Evaluating predictions

With the training dataset and the model defined, we can go ahead and start training. Recognite is unopinionated on how you wish to train your model. Whether you like to write your own training loop in plain PyTorch or prefer to wrap everything with a framework like PyTorch Lightning: that’s up to you!

Whatever training methodology you choose, at some point, you’ll want to measure how well your model performs on data outside of the training set. For this, Recognite provides multiple utilities. As we have seen, recognite.data.train_val_datasets(), returns not only a training dataset, but also a gallery and a query set that can be used for evaluation. The idea is that we classify the query samples by comparing their embeddings with the embeddings the model computes for the gallery samples.

The classification of the query samples happens by computing a pairwise cosine similarity matrix between each query embedding and each gallery embedding. To do this, you can use the function recognite.eval.score_matrix(). This function expects a PyTorch DataLoader for both the gallery and the query datasets. So, somewhere in your code, you’ll first need to do something like:

from torch.utils.data import DataLoader

dl_val_gal = DataLoader(
    ds_val_gal,
    batch_size=32,
    shuffle=False,
    num_workers=8
)

dl_val_quer = DataLoader(
    ds_val_quer,
    batch_size=32,
    shuffle=False,
    num_workers=8
)

Then, later, somewhere in your validation loop, you can run:

from recognite.eval import score_matrix

scores, gal_labels, quer_labels = score_matrix(
    model=recog_model,
    device=device,
    dl_gal=dl_val_gal,
    dl_quer=dl_val_quer
)

There are some extra optional arguments, but we’ll defer the discussion of these to the utilities section. Some notes on the returned variables:

scores[i,j] contains the cosine similarity between query sample i and gallery sample j.
gal_labels[j] contains the label of the gallery sample at index j.
quer_labels[i] contains the true label of the query sample at index i.

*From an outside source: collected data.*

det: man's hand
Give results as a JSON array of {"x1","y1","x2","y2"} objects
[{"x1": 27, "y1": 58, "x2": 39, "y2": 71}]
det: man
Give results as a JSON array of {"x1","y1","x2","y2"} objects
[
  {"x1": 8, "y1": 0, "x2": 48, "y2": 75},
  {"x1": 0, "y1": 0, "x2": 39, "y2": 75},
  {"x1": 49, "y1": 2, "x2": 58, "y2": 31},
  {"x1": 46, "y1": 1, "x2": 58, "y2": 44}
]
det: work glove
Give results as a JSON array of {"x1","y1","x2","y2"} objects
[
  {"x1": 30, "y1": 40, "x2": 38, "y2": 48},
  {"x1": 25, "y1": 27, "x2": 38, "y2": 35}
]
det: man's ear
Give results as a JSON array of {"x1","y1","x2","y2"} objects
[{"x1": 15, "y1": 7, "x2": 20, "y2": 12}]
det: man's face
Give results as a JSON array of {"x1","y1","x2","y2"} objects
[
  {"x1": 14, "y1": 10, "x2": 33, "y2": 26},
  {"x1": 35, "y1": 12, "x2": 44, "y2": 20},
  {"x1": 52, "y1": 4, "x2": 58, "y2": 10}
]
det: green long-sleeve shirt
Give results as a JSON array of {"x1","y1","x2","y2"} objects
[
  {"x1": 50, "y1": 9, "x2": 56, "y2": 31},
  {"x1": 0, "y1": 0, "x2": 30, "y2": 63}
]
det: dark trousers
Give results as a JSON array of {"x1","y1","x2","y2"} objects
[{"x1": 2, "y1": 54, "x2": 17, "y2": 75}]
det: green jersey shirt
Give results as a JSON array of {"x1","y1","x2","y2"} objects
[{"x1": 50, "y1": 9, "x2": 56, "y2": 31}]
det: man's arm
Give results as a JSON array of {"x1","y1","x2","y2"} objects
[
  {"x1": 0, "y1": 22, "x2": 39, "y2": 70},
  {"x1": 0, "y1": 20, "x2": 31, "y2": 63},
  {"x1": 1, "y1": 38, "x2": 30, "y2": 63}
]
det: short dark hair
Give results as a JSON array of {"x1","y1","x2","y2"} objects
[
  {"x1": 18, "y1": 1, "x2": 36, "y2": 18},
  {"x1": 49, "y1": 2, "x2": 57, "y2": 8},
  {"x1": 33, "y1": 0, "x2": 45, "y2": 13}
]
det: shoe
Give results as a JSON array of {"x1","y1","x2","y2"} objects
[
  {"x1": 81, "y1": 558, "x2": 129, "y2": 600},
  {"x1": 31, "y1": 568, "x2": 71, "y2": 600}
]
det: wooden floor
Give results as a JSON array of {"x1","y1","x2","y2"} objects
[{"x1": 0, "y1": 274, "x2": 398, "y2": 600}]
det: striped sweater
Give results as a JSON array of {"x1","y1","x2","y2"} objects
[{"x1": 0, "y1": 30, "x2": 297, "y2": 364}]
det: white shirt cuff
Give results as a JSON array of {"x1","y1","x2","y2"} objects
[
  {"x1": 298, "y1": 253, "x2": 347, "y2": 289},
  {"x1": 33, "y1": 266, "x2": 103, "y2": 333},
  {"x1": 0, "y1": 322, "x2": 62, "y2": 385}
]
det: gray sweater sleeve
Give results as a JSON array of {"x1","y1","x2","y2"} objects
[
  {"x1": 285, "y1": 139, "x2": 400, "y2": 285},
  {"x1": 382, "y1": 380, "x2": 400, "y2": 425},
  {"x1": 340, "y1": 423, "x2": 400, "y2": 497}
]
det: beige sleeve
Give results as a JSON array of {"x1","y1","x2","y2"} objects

With these scores and labels, we can go ahead and compute some informative metrics:

from recognite.eval import accuracy, top_k_accuracy, hard_pos_neg_scores, pr_metrics

# The top-1 accuracy
acc = accuracy(scores, quer_labels, gal_labels)

# The top-5 accuracy
top5_acc = top_k_accuracy(scores, quer_labels, gal_labels, k=5)

# PR curves, APs, mAP,...
prs = pr_metrics(scores, quer_labels, gal_labels)

# Scores for the hardest positives and negatives
hpn_scores = hard_pos_neg_scores(scores, quer_labels, gal_labels)

For more information about these metrics, we refer to the corresponding docs:

`accuracy`	Computes the top-1 accuracy.
`hard_pos_neg_scores`	Computes the similarity scores between each query and the hardest negative and hardest positive in the gallery.
`pr_metrics`	Computes the precision-recall curves and related metrics.
`top_k_accuracy`	Computes the top-k accuracy.